Weil sie nicht weichen wollten, als die Stadt die Versammlung aufgelöst und ein Aufenthalts- und Betretungsverbot verhängt hatte, müssen rund 60 von ihnen nun 100 Euro Bußgeld an die Stadt Stuttgart bezahlen. Viele sehen das nicht ein und wehren sich. Drei von ihnen kämpften am Dienstag vor dem Stuttgarter Amtsgericht gegen den Bußgeldbescheid – ebenfalls vergeblich. Sie müssen nun doch bezahlen.

Den Schutz des Schlossgartens im Sinn

„Das Aufenthalts- und Betretungsverbot konnte mich nicht hindern“, sagte ein 54-jähriger Stuttgart-21-Gegner. Er sei gegen 6.30 Uhr von der Polizei nach mehrmaliger Aufforderungen, zu gehen, weggetragen worden. Ähnlich wie er argumentierten seine beiden 44 und 41 Jahre alten Mitstreiter. „Der Schutz des Schlossgartens war für mich ein höheres Ziel als die Befolgung der Anordnungen“, sagte der 44-Jährige über die Nacht. Der 41-Jährige war der dritte Demonstrant, den die Polizeibeamten bei dem Großeinsatz wegführten, nachdem die Räumung des Schlossgartens gegen 4.45 Uhr angekündigt worden war.

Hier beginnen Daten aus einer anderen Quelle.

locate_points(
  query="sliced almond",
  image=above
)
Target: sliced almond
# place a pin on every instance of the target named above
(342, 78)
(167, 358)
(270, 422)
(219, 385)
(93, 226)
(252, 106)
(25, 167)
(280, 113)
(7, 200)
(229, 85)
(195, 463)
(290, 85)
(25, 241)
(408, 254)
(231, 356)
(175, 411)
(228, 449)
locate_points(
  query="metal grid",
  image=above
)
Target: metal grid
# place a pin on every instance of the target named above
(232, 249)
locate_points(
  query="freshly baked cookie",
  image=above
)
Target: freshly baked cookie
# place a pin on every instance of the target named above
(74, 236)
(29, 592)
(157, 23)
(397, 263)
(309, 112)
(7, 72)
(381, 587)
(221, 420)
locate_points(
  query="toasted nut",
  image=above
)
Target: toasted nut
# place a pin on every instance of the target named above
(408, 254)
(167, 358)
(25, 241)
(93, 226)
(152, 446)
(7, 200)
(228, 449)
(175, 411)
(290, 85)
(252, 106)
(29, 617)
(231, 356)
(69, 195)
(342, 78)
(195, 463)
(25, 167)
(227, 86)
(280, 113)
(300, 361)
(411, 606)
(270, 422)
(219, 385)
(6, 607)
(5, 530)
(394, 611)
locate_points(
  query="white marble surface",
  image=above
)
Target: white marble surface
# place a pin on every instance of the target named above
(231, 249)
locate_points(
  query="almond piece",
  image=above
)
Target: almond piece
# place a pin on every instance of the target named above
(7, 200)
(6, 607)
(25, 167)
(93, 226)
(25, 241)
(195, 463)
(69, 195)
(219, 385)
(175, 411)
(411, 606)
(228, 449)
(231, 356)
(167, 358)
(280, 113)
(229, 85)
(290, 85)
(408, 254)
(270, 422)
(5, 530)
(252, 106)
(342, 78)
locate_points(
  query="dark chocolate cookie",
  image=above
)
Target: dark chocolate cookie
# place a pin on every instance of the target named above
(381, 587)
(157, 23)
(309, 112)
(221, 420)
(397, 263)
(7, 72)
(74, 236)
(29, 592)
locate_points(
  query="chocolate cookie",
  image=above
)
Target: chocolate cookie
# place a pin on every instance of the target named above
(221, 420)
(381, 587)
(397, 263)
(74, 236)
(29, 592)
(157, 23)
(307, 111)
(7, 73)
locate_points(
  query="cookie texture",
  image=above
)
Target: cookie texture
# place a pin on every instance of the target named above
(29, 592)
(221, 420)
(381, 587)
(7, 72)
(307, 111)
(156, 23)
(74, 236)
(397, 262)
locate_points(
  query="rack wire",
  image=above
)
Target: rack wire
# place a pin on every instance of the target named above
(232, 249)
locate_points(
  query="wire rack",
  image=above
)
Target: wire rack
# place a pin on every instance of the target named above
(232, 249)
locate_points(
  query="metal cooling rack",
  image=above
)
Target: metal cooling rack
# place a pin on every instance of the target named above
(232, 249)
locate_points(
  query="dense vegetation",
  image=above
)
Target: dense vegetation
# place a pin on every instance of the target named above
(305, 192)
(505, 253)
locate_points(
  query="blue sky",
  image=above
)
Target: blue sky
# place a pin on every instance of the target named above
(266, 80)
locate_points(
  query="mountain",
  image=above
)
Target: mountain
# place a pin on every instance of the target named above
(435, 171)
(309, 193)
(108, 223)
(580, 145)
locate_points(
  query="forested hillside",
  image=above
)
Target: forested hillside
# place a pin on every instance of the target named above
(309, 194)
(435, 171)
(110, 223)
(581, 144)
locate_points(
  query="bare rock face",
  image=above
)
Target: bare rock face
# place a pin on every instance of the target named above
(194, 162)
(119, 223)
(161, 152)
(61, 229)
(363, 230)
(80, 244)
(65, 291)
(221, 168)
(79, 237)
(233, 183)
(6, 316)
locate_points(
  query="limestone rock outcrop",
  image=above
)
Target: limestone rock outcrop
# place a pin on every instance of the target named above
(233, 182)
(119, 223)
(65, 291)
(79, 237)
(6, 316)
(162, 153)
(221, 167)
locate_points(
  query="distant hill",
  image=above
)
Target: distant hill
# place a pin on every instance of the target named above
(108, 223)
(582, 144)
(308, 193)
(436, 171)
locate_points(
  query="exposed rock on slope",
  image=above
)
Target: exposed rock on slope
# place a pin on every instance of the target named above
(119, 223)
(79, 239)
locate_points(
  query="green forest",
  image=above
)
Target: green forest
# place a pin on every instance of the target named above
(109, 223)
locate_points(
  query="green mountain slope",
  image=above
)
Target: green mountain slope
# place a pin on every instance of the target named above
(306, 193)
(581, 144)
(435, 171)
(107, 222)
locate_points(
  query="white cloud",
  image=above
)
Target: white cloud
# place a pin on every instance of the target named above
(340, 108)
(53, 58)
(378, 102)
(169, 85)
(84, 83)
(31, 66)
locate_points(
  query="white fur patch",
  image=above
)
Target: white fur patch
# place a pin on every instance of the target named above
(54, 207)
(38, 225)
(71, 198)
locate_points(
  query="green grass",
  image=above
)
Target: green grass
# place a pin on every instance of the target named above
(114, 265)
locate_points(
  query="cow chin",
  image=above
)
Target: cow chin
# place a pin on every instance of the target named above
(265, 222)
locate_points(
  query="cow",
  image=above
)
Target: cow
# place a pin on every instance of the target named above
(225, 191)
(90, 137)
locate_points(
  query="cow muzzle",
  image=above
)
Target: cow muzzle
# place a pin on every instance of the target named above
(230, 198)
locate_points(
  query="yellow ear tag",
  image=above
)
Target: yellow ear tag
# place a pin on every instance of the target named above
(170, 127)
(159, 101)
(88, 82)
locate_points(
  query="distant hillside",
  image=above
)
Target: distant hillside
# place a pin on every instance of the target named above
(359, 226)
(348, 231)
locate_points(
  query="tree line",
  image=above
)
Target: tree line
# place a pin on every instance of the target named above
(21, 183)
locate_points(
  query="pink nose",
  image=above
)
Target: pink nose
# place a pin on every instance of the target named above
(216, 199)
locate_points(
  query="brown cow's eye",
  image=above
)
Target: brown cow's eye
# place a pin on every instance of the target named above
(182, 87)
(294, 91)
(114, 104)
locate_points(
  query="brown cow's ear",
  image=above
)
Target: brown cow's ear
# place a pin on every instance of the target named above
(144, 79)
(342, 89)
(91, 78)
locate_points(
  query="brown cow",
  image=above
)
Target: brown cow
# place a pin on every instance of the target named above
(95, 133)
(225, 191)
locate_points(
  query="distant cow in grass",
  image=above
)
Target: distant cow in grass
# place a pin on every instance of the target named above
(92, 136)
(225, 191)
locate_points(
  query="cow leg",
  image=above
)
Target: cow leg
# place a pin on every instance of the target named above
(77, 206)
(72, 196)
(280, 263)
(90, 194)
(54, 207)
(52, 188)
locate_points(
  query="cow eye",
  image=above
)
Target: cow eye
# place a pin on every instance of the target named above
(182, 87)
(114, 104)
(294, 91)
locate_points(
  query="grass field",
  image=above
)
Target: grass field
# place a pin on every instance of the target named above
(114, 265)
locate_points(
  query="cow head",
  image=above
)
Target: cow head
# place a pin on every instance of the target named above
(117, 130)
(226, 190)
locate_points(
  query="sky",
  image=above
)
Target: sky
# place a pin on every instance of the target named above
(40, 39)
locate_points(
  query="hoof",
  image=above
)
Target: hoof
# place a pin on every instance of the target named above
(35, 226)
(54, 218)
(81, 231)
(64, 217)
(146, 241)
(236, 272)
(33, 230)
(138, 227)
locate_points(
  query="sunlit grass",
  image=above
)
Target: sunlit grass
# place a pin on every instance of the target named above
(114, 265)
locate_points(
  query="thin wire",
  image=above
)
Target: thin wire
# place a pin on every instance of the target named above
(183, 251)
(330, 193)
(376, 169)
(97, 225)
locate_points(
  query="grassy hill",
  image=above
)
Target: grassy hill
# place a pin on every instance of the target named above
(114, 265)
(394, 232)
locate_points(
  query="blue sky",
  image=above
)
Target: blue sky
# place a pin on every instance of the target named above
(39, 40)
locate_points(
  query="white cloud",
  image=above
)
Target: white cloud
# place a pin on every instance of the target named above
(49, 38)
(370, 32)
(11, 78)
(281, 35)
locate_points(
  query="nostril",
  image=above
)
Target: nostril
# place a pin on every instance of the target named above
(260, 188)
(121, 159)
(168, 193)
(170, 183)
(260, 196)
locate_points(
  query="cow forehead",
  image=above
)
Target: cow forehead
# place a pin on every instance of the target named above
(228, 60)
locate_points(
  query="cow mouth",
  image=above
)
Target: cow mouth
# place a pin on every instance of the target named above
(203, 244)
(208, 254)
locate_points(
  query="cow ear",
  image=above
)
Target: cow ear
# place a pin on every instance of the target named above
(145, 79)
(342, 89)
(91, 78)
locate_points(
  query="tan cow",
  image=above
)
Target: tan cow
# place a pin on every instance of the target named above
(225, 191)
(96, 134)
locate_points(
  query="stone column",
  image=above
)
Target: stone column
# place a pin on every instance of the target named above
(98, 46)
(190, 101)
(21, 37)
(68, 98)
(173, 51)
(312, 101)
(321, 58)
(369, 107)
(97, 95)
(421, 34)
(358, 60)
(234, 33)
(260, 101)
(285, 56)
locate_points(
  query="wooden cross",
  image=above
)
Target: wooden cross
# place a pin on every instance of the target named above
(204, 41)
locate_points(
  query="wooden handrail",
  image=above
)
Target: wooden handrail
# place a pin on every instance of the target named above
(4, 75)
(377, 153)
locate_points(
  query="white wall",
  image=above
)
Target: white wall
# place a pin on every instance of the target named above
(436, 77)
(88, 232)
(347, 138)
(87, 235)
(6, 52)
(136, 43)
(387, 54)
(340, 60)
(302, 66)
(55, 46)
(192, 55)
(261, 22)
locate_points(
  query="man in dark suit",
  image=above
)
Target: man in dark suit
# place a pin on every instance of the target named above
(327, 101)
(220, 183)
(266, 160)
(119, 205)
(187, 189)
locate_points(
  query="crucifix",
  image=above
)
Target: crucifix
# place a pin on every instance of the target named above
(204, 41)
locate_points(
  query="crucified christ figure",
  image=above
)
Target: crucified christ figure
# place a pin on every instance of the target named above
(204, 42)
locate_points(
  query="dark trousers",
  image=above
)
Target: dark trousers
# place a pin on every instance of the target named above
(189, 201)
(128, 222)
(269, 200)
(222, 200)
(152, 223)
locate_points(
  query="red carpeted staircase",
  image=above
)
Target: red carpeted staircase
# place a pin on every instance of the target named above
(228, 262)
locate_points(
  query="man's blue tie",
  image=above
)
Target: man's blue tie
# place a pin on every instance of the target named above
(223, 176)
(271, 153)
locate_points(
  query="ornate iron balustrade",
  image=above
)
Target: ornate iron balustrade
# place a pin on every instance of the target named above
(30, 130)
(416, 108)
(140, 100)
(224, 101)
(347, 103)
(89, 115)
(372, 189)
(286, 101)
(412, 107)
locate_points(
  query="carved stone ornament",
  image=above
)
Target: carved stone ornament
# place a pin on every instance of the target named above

Der 44-Jährige ließ sich von einer Anwältin vertreten. Sie plädierte dafür, ihren Mandanten – und damit auch die beiden anderen Männer – freizusprechen. Ihr erschließe sich nicht, auf welcher Grundlage das Bußgeld verhängt worden sei, ob der Verstoß gegen das Aufenthalts- und Versammlungsverbot der Stadt dafür die Ursache war oder die Tatsache, dass die Demonstranten nach der Auflösung der Versammlung nicht gegangen waren.

Anwältin: Verbot nicht richtig in Kraft

Außerdem sei für die Bürger nicht ausreichend erkenntlich gewesen, ab wann das Verbot in Kraft getreten sei. Zudem, so argumentierte die Anwältin, sei das von der Stadt in einer Allgemeinverfügung verhängte Aufenthalts- und Betretungsverbot für Teile des Schlossgartens nicht richtig in Kraft gesetzt worden. Ihrer Ansicht nach hätte ein Vertreter der Stadt das tun müssen, nicht die Polizei. So sei es vom Verwaltungsgericht vorgeschrieben worden, als Stuttgart-21-Gegner gegen die Allgemeinverfügung klagten.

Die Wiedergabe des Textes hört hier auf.